Flexibility Exercises (hold each for 30 seconds)

  • Shoulder & Chest
    Preformed standing. Clasp hands behind back and straighten arms. Raise hands as high as possible and bend forward from the waist and hold. (Repeato x 2)
  • Arm Across Chest
    Place one arm straight across chest. Place hand on elbow and pull arm towards chest and hold. (Repeato x 2 each side)
  • Triceps Stretch
    Place one hand behind back with elbow in air. Place other hand on elbow and gently pull towards head. (Repeato x 2 each side)
  • Glute Stretch
    Sitting on floor with right leg bent, place right foot over left leg. Place left arm over right leg so elbow can be used to push right knee. (Repeato x 2 each side)
  • Single Leg Hamstring
    Place leg out straight and bend the other so your foot is flat into your thigh. Bend forward from the waist keeping your back flat. (Repeato x 2 each side)
  • Standing Quadriceps
    Standing on one leg grab the bottom of one leg (just above ankle). Pull heel into buttocks and push the hips out. Your thigh should be perpendicular to the ground. Hold and repeat with the other leg. (Repeato x 2 each side)
  • Standing Calf
    Place feet in front of each other about 18 inches apart. Keep back leg straight and heel on the floor. Push against a wall to increase the stretch.

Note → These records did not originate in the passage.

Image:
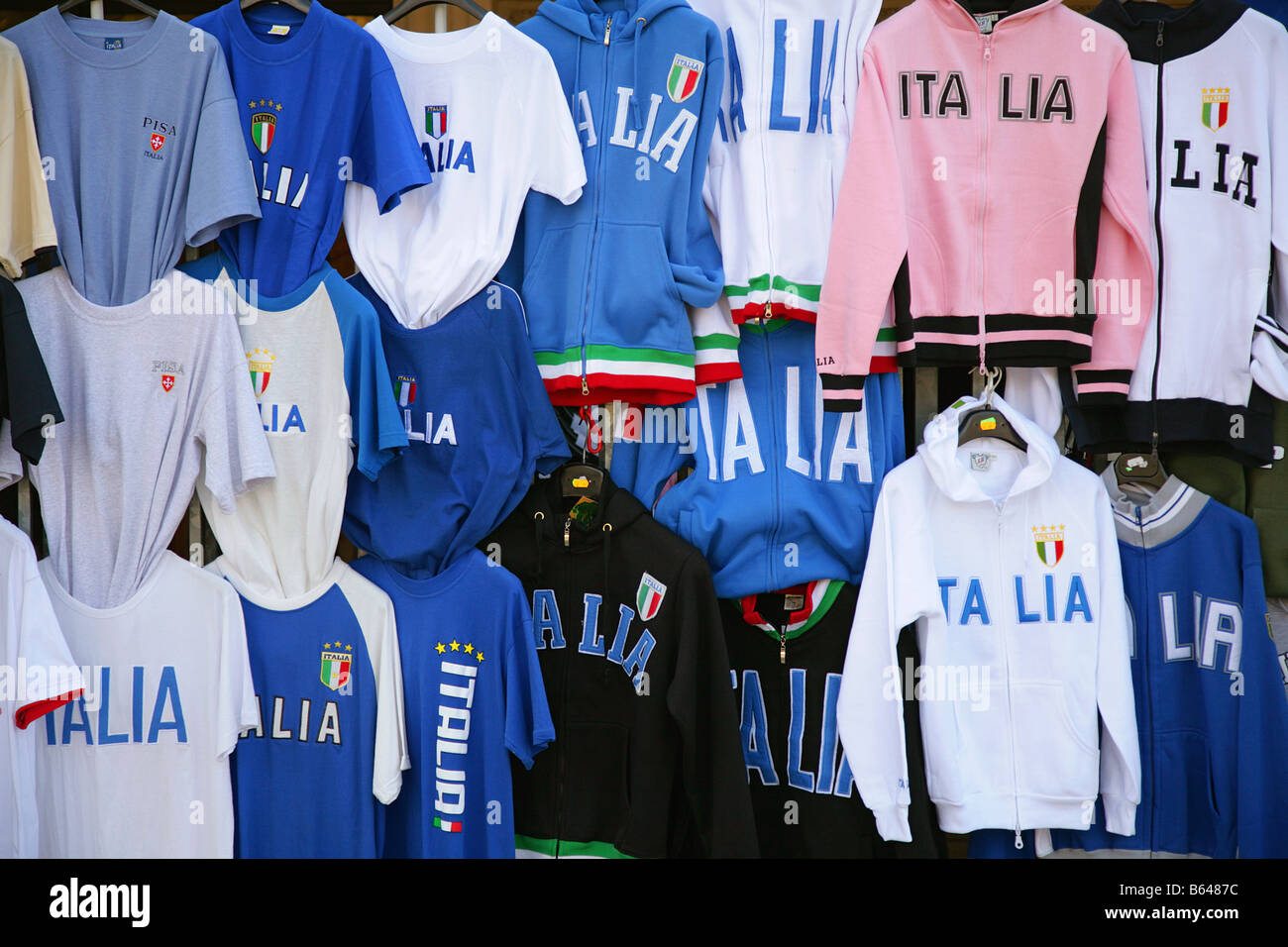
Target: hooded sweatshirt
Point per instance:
(647, 761)
(605, 281)
(995, 171)
(1008, 562)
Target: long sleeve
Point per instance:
(1121, 256)
(898, 587)
(702, 705)
(868, 245)
(1261, 808)
(1120, 744)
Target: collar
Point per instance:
(816, 598)
(1184, 30)
(1162, 518)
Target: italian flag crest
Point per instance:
(648, 596)
(335, 669)
(684, 77)
(262, 128)
(1050, 543)
(1216, 107)
(404, 389)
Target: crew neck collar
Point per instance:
(433, 48)
(296, 43)
(67, 30)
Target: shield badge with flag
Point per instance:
(262, 128)
(648, 596)
(684, 77)
(436, 121)
(404, 389)
(1050, 543)
(1216, 107)
(335, 669)
(261, 364)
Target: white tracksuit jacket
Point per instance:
(1008, 562)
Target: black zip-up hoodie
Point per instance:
(647, 759)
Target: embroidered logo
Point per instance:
(683, 80)
(436, 121)
(263, 123)
(1050, 543)
(648, 596)
(1216, 107)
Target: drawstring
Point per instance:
(635, 82)
(608, 545)
(536, 532)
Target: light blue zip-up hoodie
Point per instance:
(605, 281)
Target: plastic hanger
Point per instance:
(986, 421)
(408, 5)
(301, 5)
(133, 4)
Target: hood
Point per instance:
(587, 18)
(939, 453)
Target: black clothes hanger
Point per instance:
(408, 5)
(986, 421)
(301, 5)
(133, 4)
(1142, 472)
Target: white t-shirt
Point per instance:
(37, 673)
(138, 766)
(492, 120)
(155, 393)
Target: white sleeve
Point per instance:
(40, 639)
(1120, 745)
(559, 169)
(898, 587)
(237, 710)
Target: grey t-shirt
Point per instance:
(156, 393)
(138, 133)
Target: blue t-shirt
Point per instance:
(478, 423)
(473, 690)
(331, 744)
(320, 106)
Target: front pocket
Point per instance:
(596, 776)
(635, 302)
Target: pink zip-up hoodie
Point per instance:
(993, 201)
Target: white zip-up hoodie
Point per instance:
(1008, 562)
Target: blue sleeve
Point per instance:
(545, 441)
(385, 154)
(1262, 738)
(528, 728)
(699, 274)
(376, 427)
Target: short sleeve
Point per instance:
(228, 425)
(528, 728)
(376, 427)
(236, 709)
(559, 167)
(222, 185)
(385, 154)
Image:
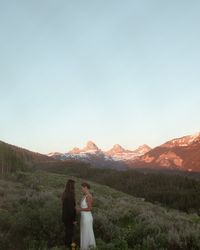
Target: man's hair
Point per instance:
(85, 184)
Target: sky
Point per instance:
(110, 71)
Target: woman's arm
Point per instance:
(89, 201)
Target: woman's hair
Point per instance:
(69, 190)
(85, 184)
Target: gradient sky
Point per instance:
(124, 72)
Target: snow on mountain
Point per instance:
(117, 153)
(181, 142)
(179, 153)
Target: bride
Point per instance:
(87, 238)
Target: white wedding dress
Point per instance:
(87, 239)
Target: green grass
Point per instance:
(30, 217)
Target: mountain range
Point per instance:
(180, 153)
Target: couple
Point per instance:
(69, 210)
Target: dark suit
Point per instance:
(68, 217)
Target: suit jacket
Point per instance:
(68, 210)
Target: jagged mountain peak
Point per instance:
(91, 146)
(118, 148)
(75, 150)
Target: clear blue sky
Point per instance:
(124, 72)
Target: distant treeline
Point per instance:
(9, 160)
(14, 158)
(172, 190)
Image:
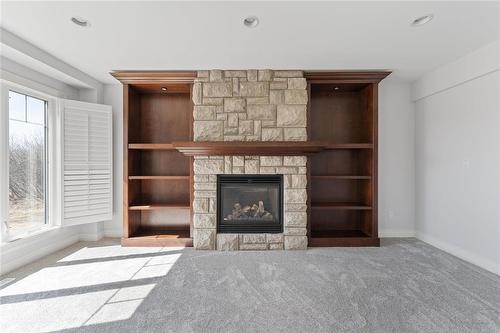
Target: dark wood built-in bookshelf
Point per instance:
(342, 189)
(342, 157)
(157, 178)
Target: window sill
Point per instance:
(29, 234)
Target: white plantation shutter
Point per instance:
(86, 163)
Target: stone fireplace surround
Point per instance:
(250, 105)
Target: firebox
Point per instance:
(250, 203)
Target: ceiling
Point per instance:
(186, 35)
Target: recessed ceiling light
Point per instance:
(80, 22)
(251, 22)
(422, 20)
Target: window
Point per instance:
(27, 209)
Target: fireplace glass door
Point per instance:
(249, 204)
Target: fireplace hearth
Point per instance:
(250, 203)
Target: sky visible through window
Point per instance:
(27, 163)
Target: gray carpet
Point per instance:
(403, 286)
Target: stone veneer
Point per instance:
(293, 169)
(250, 105)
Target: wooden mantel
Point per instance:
(196, 148)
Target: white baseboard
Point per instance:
(91, 237)
(24, 251)
(460, 253)
(390, 233)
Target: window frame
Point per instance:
(51, 169)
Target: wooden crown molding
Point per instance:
(346, 76)
(152, 77)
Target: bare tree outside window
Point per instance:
(27, 163)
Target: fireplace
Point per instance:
(250, 203)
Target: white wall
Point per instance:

Hold and repeat with other leg. (Repeato x 2 each side)


  • Chaturanga (Repeato x 2)
  •  Lunge, Crescent, Warrior One, Warrior Two (rock), Triangle, Wide Legged Yurpees (5), Atlas Shrugged, 5 Dips, Warrior Two (rock), Warrior One , Crescent, Lunge, Down Dog, Chaturanga (Repeato x 2 each side)
  •  Chaturanga (Repeato x 2)
  • 10 x LBC, 10 x Squirm, 10 x Crunchy Frogs (Repeato x 3 without stopping)
Naked Man Moleskin
  1. Thank you for the opportunity to lead this morning.  I’ve noticed more chatter about hurt calves and pulled hamstrings, so I thought it would be nice to bring some flexibility exercises to Warrior One.  I encourage you to complete a daily stretching routine to prevent injuries
  2. The concepts of Mindfulness  and moving with intention come from a book on meditation I’ve been reading lately.  I thought it may be nice to incorporate that into this workout.
  3. Happy Hour tonight at 7:00 PM (@Flanagan’s)
  4. Please remember to support our community outreach efforts.  We are collecting Men’s Shoes (washed and tied together) for F3 Nation (@BBQ is our Shoe Q), as well as Soup for the Harrisburg Food Pantry (See @Solo Cup or @Schedule C)


Solo Cup

7 thoughts on “Moving With Mindful Intention

  1. Deuce

    Good job, Solo Cup! Thanks for leading. I was really able to concentrate on my breath today and it felt great.

  2. RibShack

    @SoloCup- looked like another classic, hate I missed it! If @SSMinnow didn’t need someone to anchor the back of the line I’d have been there!!